Obiettivo: impedire pratiche commerciali scorrette e campagne di marketing allusive per promuovere cause «che di benefico hanno poco»
ROMA - «C'è una questione di trasparenza sulla beneficenza su cui forse bisogna lavorare», aveva detto Giorgia Meloni in conferenza stampa, e sull'onda del cosiddetto Pandoro-gate, si lavora a quella, che, scrive il Messaggero «qualcuno, nei corridoi tra Montecitorio e Palazzo Chigi, ha già battezzato come la "legge Ferragni"».
L'obiettivo che si sono dati in Fratelli d'Italia «è rimettere ordine nel "far west" della beneficenza. E soprattutto impedire a monte pratiche commerciali scorrette e campagne di marketing allusive per promuovere cause che di benefico, a conti fatti, rischiano di avere ben poco». La premier, a quanto risulta, già nei giorni scorsi ha mobilitato gli uffici del governo chiedendo «un'informativa» sul tema. E sia al ministero del Lavoro che a quello dell'Economia, che hanno un ruolo diretto in tutto ciò che riguarda il Terzo settore, si sono messi all'opera. Evidenziando «una serie di criticità nella normativa attuale». Si vuole quindi mettere a punto «una legge che in sostanza imponga a chi dichiara di fare beneficenza (in primo luogo ad aziende e società, che in virtù della causa benefica sposata potrebbero veder aumentare le proprie vendite) di rendere note quelle cifre. E di farlo scendendo nel dettaglio».
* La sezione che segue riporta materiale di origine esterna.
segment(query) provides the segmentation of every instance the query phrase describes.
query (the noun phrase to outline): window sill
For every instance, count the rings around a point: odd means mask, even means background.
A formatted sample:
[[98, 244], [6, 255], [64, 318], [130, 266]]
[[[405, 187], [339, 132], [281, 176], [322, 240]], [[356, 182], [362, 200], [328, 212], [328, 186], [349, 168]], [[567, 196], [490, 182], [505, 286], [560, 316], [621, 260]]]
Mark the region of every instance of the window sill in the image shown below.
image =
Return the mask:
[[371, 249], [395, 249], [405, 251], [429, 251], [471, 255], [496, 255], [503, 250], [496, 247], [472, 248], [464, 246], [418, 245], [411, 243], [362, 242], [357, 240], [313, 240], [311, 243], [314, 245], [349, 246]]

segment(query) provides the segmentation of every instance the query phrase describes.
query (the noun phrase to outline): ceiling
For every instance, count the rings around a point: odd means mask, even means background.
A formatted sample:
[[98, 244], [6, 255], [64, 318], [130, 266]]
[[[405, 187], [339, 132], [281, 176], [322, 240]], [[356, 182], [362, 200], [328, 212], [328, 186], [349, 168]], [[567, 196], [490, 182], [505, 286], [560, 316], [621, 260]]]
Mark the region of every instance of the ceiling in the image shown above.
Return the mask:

Tra le idee al vaglio «c'è quella di far sì che venga specificato se la somma da devolvere è già stata arbitrariamente fissata (e magari già elargita) oppure se essa dipenda in qualche misura dall'andamento delle vendite. E, in quest'ultimo caso, quale percentuale dei guadagni verrà destinata alla causa in questione». Faro anche sulle sponsorizzazioni: «l'intenzione, in sostanza, è quella di rendere noto al consumatore se l'eventuale partnership con un testimonial che presta la propria immagine per lanciare il prodotto in questione (come potrebbe essere, appunto, un influencer) sia o meno retribuita. Indicazioni, queste, che in caso di un prodotto venduto "a scaffale" potrebbero anche finire nell'etichetta, forse con un asterisco lì dove si specifica che una parte del ricavato verrà devoluta in beneficenza».